21 DECEMBER 1867, Page 1

NEWS OF THE WEEK.

THE topic of the week has been the gigantic crime which we were just able to mention in our last issue, the massacre in Clerkenwell. The history of the affair is not clear to the public even yet, though it is said to be at last clear to the police ; but it appears that on Friday afternoon, at half-past four, a barrel on a truck was placed under the wall of the House of Detention in Corporation Lane by three or four persons. A squib was stuck in the barrel by a man described as " a gentleman," and in a moment its contents, supposed to be powder, but possibly nitro- glycerine, exploded, levelling the wall for some sixty feet, driving in the bricks like a shower of grape over the exercising yard, blowing out two of the houses on the opposite side of the lane, shattering every other house more or less, and destroying win- dows or panes of glass, according to an official calculation, in nearly 600 houses. Men, women, and children were wounded in scores, either by the explosion or the fall of the buildings. The number carried to hospital is sixty, and seven are already reported dead.
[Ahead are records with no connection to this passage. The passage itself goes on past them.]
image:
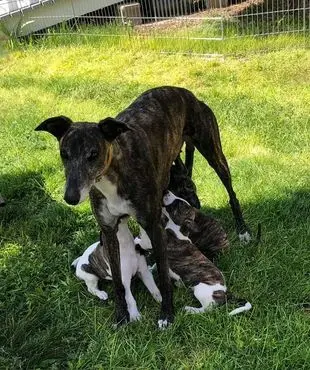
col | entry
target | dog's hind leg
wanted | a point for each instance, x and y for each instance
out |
(148, 280)
(134, 314)
(209, 296)
(153, 228)
(189, 158)
(208, 142)
(91, 282)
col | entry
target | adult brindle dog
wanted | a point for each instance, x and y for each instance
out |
(124, 165)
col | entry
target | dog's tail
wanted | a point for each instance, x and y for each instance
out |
(243, 304)
(258, 234)
(75, 262)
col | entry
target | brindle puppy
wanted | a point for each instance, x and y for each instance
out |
(188, 264)
(123, 164)
(204, 231)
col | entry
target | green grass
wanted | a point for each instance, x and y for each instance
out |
(48, 320)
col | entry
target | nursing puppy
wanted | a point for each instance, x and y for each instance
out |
(204, 231)
(186, 261)
(94, 265)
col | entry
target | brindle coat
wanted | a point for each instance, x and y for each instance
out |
(144, 141)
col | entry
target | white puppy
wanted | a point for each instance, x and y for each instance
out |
(94, 265)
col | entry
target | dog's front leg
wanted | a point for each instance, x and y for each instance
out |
(157, 236)
(108, 224)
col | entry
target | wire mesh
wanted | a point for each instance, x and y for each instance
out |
(172, 19)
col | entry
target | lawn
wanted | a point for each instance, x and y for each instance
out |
(48, 319)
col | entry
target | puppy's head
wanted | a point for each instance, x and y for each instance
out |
(85, 149)
(180, 212)
(181, 184)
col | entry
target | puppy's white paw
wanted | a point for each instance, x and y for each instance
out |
(157, 296)
(245, 238)
(101, 294)
(178, 283)
(163, 324)
(190, 309)
(135, 316)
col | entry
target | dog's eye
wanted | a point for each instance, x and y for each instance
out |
(64, 154)
(92, 156)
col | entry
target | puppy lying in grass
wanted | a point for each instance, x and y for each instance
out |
(94, 265)
(188, 263)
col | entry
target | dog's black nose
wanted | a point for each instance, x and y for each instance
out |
(72, 197)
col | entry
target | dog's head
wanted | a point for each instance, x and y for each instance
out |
(182, 185)
(85, 149)
(180, 212)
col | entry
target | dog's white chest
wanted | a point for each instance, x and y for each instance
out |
(116, 205)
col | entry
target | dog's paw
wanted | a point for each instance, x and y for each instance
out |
(102, 295)
(135, 315)
(245, 238)
(178, 283)
(163, 324)
(157, 296)
(122, 317)
(190, 309)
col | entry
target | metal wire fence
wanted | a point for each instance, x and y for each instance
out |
(165, 19)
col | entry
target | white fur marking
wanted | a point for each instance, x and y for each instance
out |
(116, 205)
(162, 324)
(175, 228)
(145, 241)
(245, 237)
(238, 310)
(204, 293)
(169, 198)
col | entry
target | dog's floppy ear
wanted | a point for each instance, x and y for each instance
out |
(56, 126)
(111, 128)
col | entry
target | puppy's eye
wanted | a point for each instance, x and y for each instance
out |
(64, 154)
(92, 155)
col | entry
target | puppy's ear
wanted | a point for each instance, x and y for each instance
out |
(56, 126)
(111, 128)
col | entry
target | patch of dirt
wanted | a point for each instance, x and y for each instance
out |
(194, 19)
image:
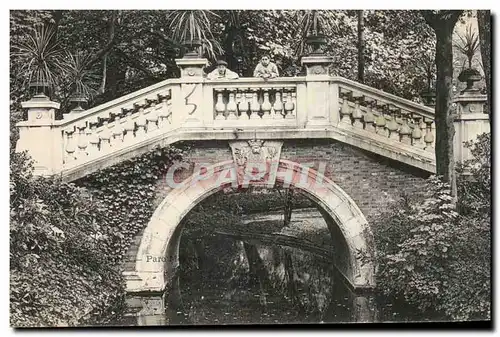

The sufferers are all poor people, entirely unconnected with Governinent ; their injuries are of the most frightful character ; and two children, at least, have been blinded for life. The object of the outrage was to rescue Burke, a Fenian under remand ; but the magistrates had been warned, and he had been strictly guarded, and both he and the "Fenian Committee" repudiate any connection with the massacre. Two men and a woman concerned in the plot were seized almost red-handed by the police. Allen, one of the men, has made a "statement," Ann Justice, the woman, is believed to have made a confession, and on Thursday the police seized, as they believe, the principals in the plot.